Avocat de la défense pénale à New York

Si vous avez déjà été tenté d’insulter un agent de police, vous n’êtes guère seul. Après tout, personne n’aime recevoir une contravention ou être accusé d’un crime.

Mais insulter un officier de police peut-il vous attirer des ennuis en soi ? La réponse est un solide « peut-être ».

Les insultes sont protégées par le premier amendement.

En fait, c’est l’une des fonctions du premier amendement. Il a été écrit pour s’assurer que les gens ne pouvaient pas être emprisonnés simplement pour avoir critiqué, insulté ou tourné en dérision les autorités.

Cette protection a été confirmée par plusieurs affaires de la Cour suprême, notamment :

  • 1949, Terminello v. Chicago
  • 1974, Lewis v. New Orleans
  • 1987, Houston v. Hill

Ces trois affaires portent sur des ordonnances municipales restreignant la liberté d’expression, bien que seules les deux dernières, Lewis et Hill, portent spécifiquement sur le fait de crier, d’interrompre ou de proférer des obscénités à l’encontre de policiers.

En 2013, la Cour d’appel des États-Unis a statué qu’il était légal de « faire un doigt d’honneur » à un policier.

Au vu de toutes ces preuves, vous vous demandez probablement d’où vient le solide « peut-être ». Ne devrait-il pas être clair et net ? Ne devriez-vous pas pouvoir dire ce que vous voulez ?

Votre discours n’est pas protégé s’il est interprété comme une menace.

C’est un crime de menacer quelqu’un selon le code pénal de New York 240.30 ; harcèlement aggravé.
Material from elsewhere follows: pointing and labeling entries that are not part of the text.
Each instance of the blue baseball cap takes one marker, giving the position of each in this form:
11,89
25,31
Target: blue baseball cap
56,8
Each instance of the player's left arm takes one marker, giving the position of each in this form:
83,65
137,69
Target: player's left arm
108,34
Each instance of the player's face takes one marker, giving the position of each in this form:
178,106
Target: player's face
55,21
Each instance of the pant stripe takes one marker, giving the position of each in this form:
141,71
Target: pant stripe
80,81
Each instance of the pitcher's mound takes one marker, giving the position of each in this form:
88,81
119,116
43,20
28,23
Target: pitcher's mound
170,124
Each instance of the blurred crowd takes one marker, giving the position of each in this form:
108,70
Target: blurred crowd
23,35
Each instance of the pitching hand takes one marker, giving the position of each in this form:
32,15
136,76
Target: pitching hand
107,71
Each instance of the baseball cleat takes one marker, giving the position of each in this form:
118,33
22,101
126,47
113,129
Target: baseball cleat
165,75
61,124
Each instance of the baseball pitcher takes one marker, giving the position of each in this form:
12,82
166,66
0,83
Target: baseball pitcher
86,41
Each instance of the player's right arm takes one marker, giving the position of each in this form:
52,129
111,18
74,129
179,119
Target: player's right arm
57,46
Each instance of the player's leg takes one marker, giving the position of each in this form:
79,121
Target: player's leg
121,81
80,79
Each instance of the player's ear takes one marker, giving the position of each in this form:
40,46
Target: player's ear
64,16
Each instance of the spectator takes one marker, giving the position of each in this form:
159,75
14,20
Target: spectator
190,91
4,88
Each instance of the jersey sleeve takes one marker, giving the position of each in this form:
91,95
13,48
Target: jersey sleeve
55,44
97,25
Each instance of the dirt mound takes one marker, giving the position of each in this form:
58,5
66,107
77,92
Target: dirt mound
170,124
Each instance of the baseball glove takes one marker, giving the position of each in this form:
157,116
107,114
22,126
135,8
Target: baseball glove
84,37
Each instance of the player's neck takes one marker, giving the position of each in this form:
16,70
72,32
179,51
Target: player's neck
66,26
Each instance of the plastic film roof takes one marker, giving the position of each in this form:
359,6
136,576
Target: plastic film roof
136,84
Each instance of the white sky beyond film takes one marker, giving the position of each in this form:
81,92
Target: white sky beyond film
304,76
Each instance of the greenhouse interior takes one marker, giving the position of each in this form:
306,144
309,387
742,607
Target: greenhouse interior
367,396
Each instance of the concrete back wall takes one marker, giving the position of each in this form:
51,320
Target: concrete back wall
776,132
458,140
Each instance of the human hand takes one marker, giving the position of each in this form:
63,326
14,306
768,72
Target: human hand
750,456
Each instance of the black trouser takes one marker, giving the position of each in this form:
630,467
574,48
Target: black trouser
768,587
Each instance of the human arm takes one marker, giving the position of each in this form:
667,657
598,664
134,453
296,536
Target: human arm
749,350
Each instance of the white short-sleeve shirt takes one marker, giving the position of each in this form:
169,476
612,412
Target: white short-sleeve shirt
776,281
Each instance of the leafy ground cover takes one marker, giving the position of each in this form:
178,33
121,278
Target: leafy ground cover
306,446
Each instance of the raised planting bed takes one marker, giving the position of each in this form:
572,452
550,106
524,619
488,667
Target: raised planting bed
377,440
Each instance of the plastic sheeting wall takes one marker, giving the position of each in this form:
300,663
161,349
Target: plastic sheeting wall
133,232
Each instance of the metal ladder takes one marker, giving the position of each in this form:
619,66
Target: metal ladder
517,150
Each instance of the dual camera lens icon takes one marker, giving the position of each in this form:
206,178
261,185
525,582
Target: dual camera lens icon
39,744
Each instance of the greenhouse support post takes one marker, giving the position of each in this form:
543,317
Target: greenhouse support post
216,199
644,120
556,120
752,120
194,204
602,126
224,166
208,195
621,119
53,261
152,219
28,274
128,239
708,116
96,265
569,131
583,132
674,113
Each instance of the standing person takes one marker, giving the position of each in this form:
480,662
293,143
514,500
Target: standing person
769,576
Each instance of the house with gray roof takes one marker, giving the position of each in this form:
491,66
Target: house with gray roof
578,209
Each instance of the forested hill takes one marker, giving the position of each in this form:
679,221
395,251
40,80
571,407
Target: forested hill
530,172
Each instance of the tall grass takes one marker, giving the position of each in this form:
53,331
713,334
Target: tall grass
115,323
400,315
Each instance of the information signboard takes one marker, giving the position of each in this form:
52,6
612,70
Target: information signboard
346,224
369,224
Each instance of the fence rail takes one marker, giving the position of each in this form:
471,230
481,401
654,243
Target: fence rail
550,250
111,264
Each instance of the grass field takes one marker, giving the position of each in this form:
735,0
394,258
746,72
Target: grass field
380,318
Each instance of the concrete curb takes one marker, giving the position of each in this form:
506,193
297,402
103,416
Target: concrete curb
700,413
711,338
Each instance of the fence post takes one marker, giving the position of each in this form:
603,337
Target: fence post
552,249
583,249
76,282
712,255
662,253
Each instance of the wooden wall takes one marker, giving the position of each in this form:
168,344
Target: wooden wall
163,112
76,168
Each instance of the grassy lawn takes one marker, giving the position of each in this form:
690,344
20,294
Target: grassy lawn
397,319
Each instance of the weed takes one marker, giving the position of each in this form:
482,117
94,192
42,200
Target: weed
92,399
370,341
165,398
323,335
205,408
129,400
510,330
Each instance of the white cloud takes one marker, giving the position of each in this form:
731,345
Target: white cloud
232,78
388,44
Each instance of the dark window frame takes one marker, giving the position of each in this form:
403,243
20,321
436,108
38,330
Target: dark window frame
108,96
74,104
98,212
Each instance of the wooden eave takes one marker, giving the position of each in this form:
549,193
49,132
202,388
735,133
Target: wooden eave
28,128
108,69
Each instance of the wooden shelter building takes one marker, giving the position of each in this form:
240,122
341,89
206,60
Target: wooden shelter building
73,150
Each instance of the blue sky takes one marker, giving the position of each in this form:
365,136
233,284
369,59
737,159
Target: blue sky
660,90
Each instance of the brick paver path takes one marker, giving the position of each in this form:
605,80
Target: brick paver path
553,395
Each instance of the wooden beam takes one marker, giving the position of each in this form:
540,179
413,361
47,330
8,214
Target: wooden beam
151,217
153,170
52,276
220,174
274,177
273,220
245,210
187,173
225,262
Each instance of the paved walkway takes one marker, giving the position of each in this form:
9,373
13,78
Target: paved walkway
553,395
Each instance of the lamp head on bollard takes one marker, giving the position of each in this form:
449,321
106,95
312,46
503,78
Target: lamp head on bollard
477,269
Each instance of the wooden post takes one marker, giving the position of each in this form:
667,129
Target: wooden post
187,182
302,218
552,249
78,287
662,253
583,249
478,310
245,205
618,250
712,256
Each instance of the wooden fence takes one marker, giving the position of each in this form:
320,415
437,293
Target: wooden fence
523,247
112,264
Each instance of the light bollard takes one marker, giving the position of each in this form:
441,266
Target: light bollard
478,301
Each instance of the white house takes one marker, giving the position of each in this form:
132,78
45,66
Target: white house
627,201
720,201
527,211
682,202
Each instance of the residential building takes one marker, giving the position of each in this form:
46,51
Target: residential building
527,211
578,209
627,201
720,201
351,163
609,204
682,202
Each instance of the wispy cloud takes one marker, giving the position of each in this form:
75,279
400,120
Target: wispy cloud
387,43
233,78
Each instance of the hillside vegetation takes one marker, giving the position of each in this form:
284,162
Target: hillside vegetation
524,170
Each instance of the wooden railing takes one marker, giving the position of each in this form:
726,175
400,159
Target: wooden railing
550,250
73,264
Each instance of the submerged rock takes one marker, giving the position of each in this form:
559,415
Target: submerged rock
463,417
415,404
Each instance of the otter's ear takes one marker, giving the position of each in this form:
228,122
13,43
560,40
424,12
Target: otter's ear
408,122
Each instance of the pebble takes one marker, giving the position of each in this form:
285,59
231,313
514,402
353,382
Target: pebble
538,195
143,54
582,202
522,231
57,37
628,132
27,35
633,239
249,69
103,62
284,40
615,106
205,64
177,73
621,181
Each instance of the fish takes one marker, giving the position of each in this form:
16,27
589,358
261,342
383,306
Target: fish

La loi new-yorkaise traite ce crime comme un délit de classe A.

Il est peu probable que des lois contre le harcèlement comme celle-ci soient un jour contestées devant la Cour suprême. Les lois anti-harcèlement sont bien établies dans tout le pays. Et si notre loi ne mentionne pas spécifiquement les agents de police, elle n’a pas à le faire. Un agent de police est une personne, et cela suffit.

La liberté d’expression est une piètre protection si l’agent décide de vous arrêter pour autre chose.

Comme tout le monde, les agents de police ont tendance à mal réagir aux insultes. Contrairement à n’importe qui, les policiers ont le pouvoir de faire quelque chose à ce sujet.

Ils ne peuvent pas vous arrêter pour les avoir insultés, mais ils peuvent vous arrêter pour « obstruction », ou pour « conduite désordonnée ». Ils peuvent trouver une raison ridicule pour vous arrêter, et bien qu’un bon avocat devrait pouvoir régler le problème, l’arrestation perturbera quand même votre vie.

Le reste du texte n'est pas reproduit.